JI That’s in my thesis. I talked about that, using “Nonaah” as an example. That piece exists in so many different spheres and albums and performances and orchestrations and arrangements that are all different. Roscoe really makes a point of asking: “What is the work?” It can’t exist on one album. Releases are really just documentation.

ZP So, you had graduated in the middle of this process, right? You went from being his student to engaging in this really different kind of relationship. Obviously, you’re learning a lot from him, but he was learning from you too. I mean, you were having a really rich interchange of sensibilities and knowledge.

JI I think we’re both lifelong learners in some sense. He’ll get some new book, and he’ll want to share it. Or I’ll do the same thing with a pdf of contrabassoon multiphonics, and he’ll print it out and put it in his archive. So, it was fun to explore within his experience, he didn’t have as much orchestral experience, actually, so a lot of stuff was new for him, like ranges of instruments. I’m sure it was a lot for him to come in as a master in his domain, but he’s always trying something new.

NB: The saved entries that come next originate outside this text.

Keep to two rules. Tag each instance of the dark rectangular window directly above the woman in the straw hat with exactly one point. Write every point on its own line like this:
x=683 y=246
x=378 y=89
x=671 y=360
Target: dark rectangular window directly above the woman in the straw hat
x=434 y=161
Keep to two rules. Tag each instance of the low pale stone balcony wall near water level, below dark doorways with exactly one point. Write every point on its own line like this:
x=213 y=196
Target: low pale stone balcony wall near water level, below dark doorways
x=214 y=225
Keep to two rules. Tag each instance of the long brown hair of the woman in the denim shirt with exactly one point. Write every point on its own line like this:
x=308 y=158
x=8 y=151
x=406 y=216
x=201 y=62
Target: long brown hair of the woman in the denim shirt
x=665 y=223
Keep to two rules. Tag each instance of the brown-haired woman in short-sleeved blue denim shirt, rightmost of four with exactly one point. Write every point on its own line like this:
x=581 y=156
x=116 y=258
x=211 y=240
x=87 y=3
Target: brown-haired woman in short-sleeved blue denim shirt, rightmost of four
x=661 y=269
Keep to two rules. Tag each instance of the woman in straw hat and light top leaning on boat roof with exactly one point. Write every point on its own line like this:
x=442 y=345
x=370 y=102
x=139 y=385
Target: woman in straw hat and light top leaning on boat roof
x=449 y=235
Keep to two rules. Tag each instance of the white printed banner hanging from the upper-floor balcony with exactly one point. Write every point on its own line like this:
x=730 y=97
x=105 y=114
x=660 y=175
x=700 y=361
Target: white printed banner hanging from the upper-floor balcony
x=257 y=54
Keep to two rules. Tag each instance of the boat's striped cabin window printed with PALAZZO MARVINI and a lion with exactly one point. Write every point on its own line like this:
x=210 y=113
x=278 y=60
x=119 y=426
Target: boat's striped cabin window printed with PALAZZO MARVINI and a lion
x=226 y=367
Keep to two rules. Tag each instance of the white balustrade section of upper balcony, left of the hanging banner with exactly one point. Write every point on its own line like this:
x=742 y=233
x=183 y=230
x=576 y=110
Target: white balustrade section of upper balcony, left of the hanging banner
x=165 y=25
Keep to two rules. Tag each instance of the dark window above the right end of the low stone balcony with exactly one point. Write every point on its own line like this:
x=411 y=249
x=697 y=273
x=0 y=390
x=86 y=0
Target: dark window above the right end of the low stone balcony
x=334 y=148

And then, towards the end, it really was a lot of woodwind work. That was a big part of our language, just playing. It seems really natural that we would actually just play together or listen to improvisations.

ZP Would they always be his improvisations?

JI No, I would bring stuff I’m working on too, and he would show me things other students had brought in. He was like, “Check out this thing Nathan Corder made with a nail on his guitar.2 Look at this contrabass solo.” Playing feels like a sacred space for Roscoe. He wants to do scales, exercises, different challenges. He sat down and taught me how to circular breathe. He worked with me getting our instruments repaired, we would go to the shop together. I think we bonded over woodwind playing.

ZP And then did you improvise together?

JI We did not improvise together.

ZP Why do you think that was?

JI It was already a little complicated. It was a great experience to be in this world with Roscoe, but I also needed to get out of the nest a little bit. I wasn’t there yet. He helped me get there.

ZP Do you feel it was a collaboration ultimately? Is there even a name for it?

JI It’s like trying to understand copyright in the age of artificial intelligence, something’s going to break. To be honest, my take on the transcription was aggressively non-exact, probably more so than some of the other composers. And it was more of a translation than a transcription. I felt licensed to push the boundaries. And Roscoe encouraged it if he liked how it sounded. This is part of the vision as it unfolds.

ZP What do you take with you now as you move forward with your work ?

JI I think it’s the hybrid practice approach and feedback systems. There are are individual actors and nodes of information, processes that connect to other ones in really complicated ways. It’s about the feedback of each node into the overall ecosystem. Composing in ecosystems, as humans, is really interesting.